本日の一冊 「だって だっての おばあさん」
「だって だっての おばあさん」【フレーベル館】
さの ようこ さく・え
同じ八十代の老人でも、実父と義母とは年齢のとらえ方がまるで違う。
実父「まだ八十五歳」 義母「もう八十五歳」
前者、年を顧みず、やりたいこといっぱいで無理をしがち。
後者、年をとってしまったので、やりたいこと、やってみたいこと、すべてあきらめがち。
見守る側としては、どちらも心配だ。
この絵本に出てくるおばあさんは九十八歳。
元気な五歳のねことふたりぐらし。
さかなとりの好きなねこは、いつもおばあさんを誘うのだが、おばあさんはきまって、
「だってわたしは九十八だもの。九十八のおばあさんがさかなつりをしたらにあわないわ」
のんびりとおひるねをして、豆の皮をむく。
「だってわたしはおばあちゃんだもの」
これがくちぐせなのだった。
そんなおばあさんの九十九歳のお誕生日に、はりきってローソクを買いにいったねこは、急いだあまりにローソクを川に落としてしまい、わあわあ泣きながら帰ってきた。

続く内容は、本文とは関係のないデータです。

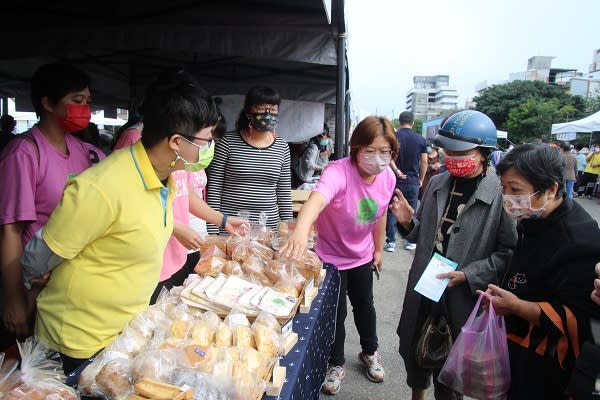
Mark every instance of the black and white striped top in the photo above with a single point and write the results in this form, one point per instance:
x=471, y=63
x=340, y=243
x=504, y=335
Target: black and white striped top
x=244, y=177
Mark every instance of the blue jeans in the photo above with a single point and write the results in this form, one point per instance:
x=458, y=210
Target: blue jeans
x=411, y=194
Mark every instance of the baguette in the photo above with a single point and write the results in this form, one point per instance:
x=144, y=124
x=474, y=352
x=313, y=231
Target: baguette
x=158, y=390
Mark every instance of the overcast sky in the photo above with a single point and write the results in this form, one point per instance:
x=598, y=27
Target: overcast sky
x=390, y=41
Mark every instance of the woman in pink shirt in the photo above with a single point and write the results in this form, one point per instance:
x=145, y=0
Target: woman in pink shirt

わずかに残った五本のろうそくを、お手製のケーキにかざって、おばあさんとねこはお祝いする。
ローソクを数えると、お誕生日の気分になるというおばあさんは、ねこに宣言する。
「ことし、わたし、五歳になったのよ」
そしてそのとおり、五歳のおばあさんは、ねこといっしょになって、魚をとったり、ジャンプをしたり、川に入ったり。どんどん身軽になって、その都度新しい発見に心をおどらせるのだ。
脳科学者として知られる茂木健一郎氏の著書に、脳には自分がこうなりたいというイメージに近づいていく仕組みがあると書かれていた。
実年齢というのは、ひとつの呪縛みたいな面もある。
だってだってのおばあさんみたいに、九十九歳が五歳まで若返りできなくてもいいのだけれど、それぞれが望む、実年齢マイナス●歳イメージで生きていきたいものだ。
冒頭で話した二人。
実父は身体の無理をセーブしながらこれまでどおり。
義母は、なにかひとつでもやりたいことを実行できますように。
そして、私は鏡に映る自分に向かって、
「だって、わたしはまだ●歳ですもの」
日々、そう呼びかけようと思っている。